EDMONTON -- Most people would find little use for Alberta 's shallow, mucky, algae-infested lakes and sloughs, but Eric Fredine has managed to turn them into art.

He melds together the water and sky of Cooking Lake , Beaverhill Lake and Bittern Lake into breathtaking hybrids of landscape and abstract art.

Some people might be surprised to learn these photographs, each infused with the glow of the rising and setting sun, were taken by a computer engineer.

The 41-year-old still wears his engineer's iron ring with pride. But in the last four years Fredine has managed to nurse both sides of his personality and still make a living.

His passion for art has led him to spend long vigils at the lake in order to catch the fleeting striking light at dawn and dusk. During the summer, he would rise at 3 a.m. or spend the night in his car.

Usually, he had the lakes to himself.

"Sometimes a dog from one of the local farms would join me out on the ice at Cooking Lake in the early winter evenings," Fredine says. "I was always carrying a tripod. When he saw me he probably thought, 'It's the guy with the extra legs.' "

Fredine's photographs look like they were shot from a ladder, perhaps because the clouds seem to be hanging so close to the lake. But the six-foot-two artist says he took almost all of them from eye level.

"There's an absence of scale markers," says Fredine-the-engineer, explaining why the clouds seem to hang so close to the lakes in his photos. He would purposefully avoid including trees, and usually even plants, in order to avoid adding a sense of scale to the photos.


THE PERFECT CANVAS

Prairie lakes were the perfect canvas for his art. "These places are so flat even your perception is changed.

"It's very Albertan, that big sky."

Fredine spent hours on the lake, sometimes wading out a couple of kilometres through the shallow water, to get a perfect photograph. He would scan the water and sky, looking for patterns.

When he saw something he liked, he used his digital camera to capture the image as quickly as he could, aware that the clouds would change the composition of the picture quickly.

"I don't know if you've ever sat and watched them, but those suckers move pretty fast."

He also learned to operate his camera quickly in - 35 C weather and little rubber "boot chains" helped him walk the ice. The engineer in him noted that major cracks in the ice seemed to form in the same place each year, likely due to the geometry of the lake, he theorized.

His computer engineering degree and his job as vice-president at Saville Systems, a software company, took him away from that kind of interaction with the natural world.

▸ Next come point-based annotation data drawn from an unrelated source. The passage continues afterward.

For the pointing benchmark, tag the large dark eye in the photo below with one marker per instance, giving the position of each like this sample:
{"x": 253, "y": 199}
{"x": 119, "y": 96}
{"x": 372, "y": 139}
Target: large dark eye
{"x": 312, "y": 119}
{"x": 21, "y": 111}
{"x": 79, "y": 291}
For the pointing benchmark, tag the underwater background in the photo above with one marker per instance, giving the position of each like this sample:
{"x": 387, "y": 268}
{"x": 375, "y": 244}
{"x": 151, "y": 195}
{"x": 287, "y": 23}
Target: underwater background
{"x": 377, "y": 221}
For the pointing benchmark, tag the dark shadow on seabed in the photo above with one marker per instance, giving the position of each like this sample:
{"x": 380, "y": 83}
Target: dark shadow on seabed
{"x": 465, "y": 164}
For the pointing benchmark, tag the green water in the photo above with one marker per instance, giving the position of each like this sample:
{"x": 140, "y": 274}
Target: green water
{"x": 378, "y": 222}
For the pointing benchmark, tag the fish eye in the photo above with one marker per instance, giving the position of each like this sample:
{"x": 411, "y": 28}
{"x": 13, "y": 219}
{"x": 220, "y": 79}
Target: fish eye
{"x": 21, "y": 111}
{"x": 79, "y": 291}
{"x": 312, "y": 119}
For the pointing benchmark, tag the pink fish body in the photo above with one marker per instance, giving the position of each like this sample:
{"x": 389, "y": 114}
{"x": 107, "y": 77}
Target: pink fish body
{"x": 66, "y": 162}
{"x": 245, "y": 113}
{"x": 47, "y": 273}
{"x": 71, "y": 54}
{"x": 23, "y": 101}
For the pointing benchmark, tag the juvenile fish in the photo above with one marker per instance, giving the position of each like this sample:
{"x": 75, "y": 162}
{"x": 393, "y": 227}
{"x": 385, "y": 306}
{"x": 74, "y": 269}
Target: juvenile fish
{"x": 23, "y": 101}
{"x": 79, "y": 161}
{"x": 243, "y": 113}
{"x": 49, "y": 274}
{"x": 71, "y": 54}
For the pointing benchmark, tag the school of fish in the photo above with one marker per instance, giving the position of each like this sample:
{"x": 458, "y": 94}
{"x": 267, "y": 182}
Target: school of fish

In 2001, there was a sudden and dramatic return shortly after he bought his wife a digital camera.

When his wife delayed her exploration of the gift, the engineer in Fredine became impatient, and he took over.

"I was hooked by the fact that I could control everything," he says.

Fredine's photographs will hang in the Lando Gallery until Oct. 8.

Brent Luebke, the gallery's art dealer, says it is not unusual for them to display work from people who developed their artistic talents later in life.

Everyone thinks artists all developed from a young age and took the art school route, Luebke says, but often people find they have time to explore their talents when they are established in another field.